The breakeven point was around 2,000 notes/day. Below that, the API is probably cheaper when you factor in engineering time.

What I’d do differently

  1. Start with the API, migrate later. We could have launched 6 weeks earlier by starting with OpenAI behind a BAA, then migrating to self-hosted once we validated the product. The compliance team was more flexible than we initially assumed.

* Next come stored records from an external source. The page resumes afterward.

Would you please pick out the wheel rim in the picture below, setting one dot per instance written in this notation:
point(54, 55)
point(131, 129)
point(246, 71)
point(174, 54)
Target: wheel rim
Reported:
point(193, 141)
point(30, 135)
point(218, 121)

  2. Invest in evaluation harnesses early. We built our quality scoring system in week 8. Should have been week 1. Without automated quality measurement, you’re flying blind when you swap models or change prompts.

  3. Don’t underestimate prompt migration. Prompts optimized for GPT-4 don’t transfer 1:1 to Qwen. Budget 2-3 weeks for prompt engineering when switching models.

The bottom line

Self-hosting LLMs for HIPAA workloads is absolutely viable in 2026, but it’s not a weekend project. The infrastructure is mature enough, the models are good enough, and the cost math works at scale. The hard part is everything around the model: monitoring, evaluation, failover, and the operational discipline to run it like a real production service.

If you’re generating more than 2,000 AI completions per day in a regulated environment, it’s worth running the numbers on self-hosting. Below that, just get a BAA from your API provider and ship.